COP22: Adaptation in African agriculture urgently needed

Written by Chris Neglia

IFAD's Margarita Astralaga speaks at the From Science to Action session on the Adaptation in
African Agriculture Initiative.
©IFAD/C. Neglia

In Marrakech this week, the Moroccan government is hosting the first UN Climate Change Conference since delegates from nearly 200 countries signed the historic Paris Agreement one year ago. The occasion has prompted Morocco to urge other African nations to be proactive in fighting climate change and vocal in international dialogue.

“Africa is progressing and asserting itself in the international arena… Morocco will defend the position of our Continent, which is greatly affected by climate change and sustainable development issues,” said King Mohammed VI in a statement.

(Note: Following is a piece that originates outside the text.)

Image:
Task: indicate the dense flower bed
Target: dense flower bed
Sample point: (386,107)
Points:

To respond to climate change, the IFAD-funded Adaptation in African Agriculture (AAA) initiative promotes and fosters the implementation of specific projects to improve soil management, agricultural water control and climate risk management. Proponents believe the initiative can be a platform for a stronger collective voice for adaptation in African agriculture, and a means to contribute to countries’ Nationally Determined Contributions (NDCs), or climate action plans.

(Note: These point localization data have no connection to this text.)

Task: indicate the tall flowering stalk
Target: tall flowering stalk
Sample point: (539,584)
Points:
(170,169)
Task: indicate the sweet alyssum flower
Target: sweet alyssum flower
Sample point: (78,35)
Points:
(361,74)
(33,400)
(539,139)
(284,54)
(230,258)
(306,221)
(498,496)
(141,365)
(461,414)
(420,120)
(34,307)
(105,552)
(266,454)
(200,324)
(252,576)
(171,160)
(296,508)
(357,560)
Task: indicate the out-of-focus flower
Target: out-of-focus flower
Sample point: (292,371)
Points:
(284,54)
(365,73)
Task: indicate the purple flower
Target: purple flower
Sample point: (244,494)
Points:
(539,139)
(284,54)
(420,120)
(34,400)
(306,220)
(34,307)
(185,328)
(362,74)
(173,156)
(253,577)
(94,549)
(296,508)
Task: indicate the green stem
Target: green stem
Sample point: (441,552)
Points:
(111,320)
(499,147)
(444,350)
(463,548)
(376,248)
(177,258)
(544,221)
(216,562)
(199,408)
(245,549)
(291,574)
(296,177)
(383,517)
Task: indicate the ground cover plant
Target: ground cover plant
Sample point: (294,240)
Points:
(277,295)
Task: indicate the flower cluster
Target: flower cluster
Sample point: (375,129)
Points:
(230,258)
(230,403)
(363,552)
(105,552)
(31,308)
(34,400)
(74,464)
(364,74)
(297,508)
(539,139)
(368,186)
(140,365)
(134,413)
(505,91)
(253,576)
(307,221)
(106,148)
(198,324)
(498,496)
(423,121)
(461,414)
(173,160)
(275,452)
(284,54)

Although Africa is only responsible for 4 per cent of global greenhouse gas emissions, it is particularly vulnerable to climate change. In fact, 6 out of the 10 most affected countries are African, and the Continent will face a 20 per cent decrease in agricultural yields by 2050, even if global warming is limited to 2°C. Already, its negative effects are reducing Africa’s gross domestic product by 1.4 per cent annually.

Meanwhile, adaptation projects worldwide mobilise only 20 per cent of public climate funds. Even though it accounts for 16 per cent of the global population, Africa attracts only 5 per cent of available resources.

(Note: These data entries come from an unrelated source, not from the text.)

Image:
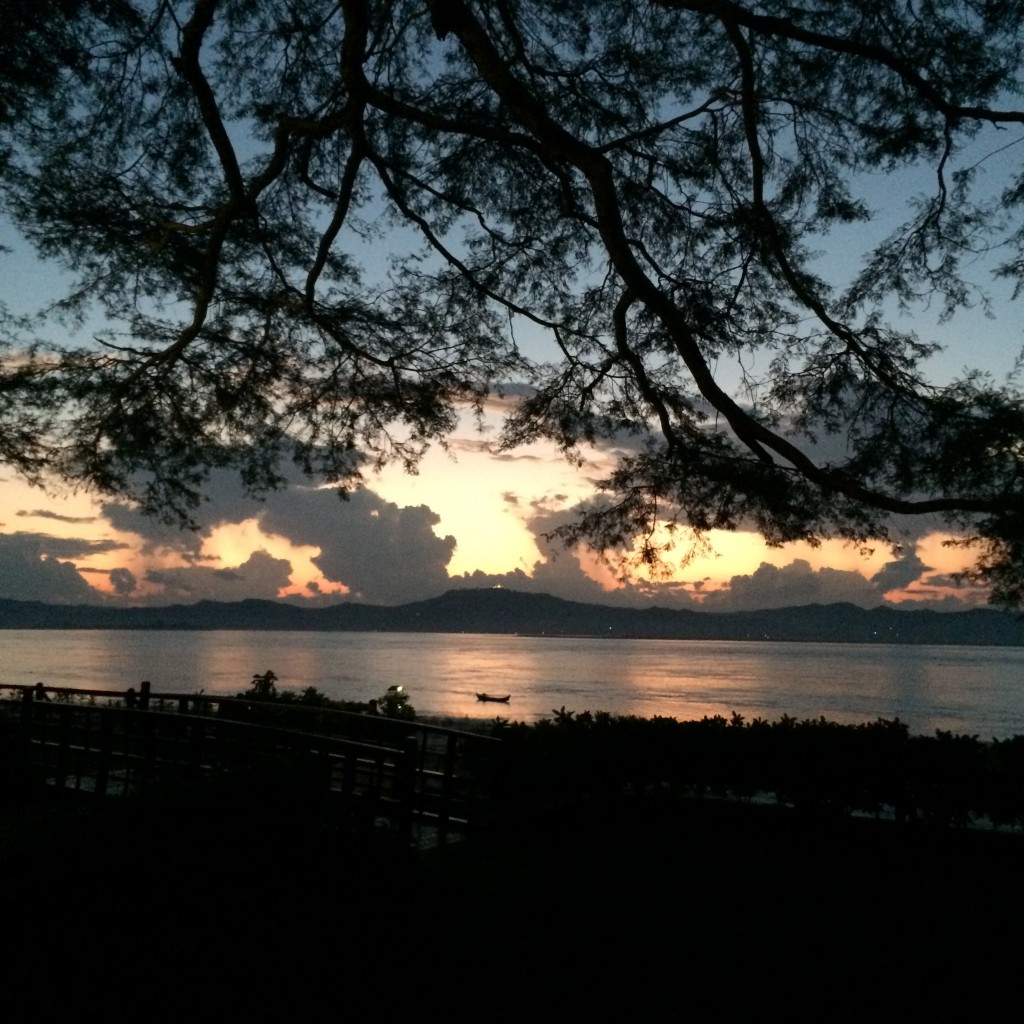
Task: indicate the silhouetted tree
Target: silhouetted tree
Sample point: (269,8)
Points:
(643,185)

“Smallholders cannot shoulder the costs of making agriculture more sustainable alone. In Africa, there is a need for better policies that promote technical assistance, smarter subsidies that incentivise adoption of climate-smart practices and broader access to land, financial products, infrastructure and markets,” said Margarita Astralaga, Director of IFAD’s Environment and Climate Division.

The AAA initiative, therefore, is a programme for resilient agriculture in Africa that promotes better working conditions for small rural producers. It focuses on funding soil fertility, arboriculture and agroforestry, greater carbon sequestration in soils, rolling out agricultural insurance, and broadening coverage of meteorological information and early warning systems. To implement its agenda, it is seeking US $30 billion in public climate funds.

Furthermore, many of the solutions to climate and food challenges can be found at the intersection of Africa, agriculture and adaptation. 65 per cent of the world’s unused arable land is in Africa, making it a potential breadbasket for a growing population. Generally, small farming systems are still traditional and therefore able to modernize very quickly (using digital tools, new farming techniques, and renewable energy). And finally, agriculture is a huge source of jobs, especially for young people capable of adopting more science-based and business-oriented modifications to agricultural practices.

As a sense of urgency to address climate change and food insecurity starts to permeate the corridors of high political offices, the AAA initiative is a welcome contribution to development solutions for Africa.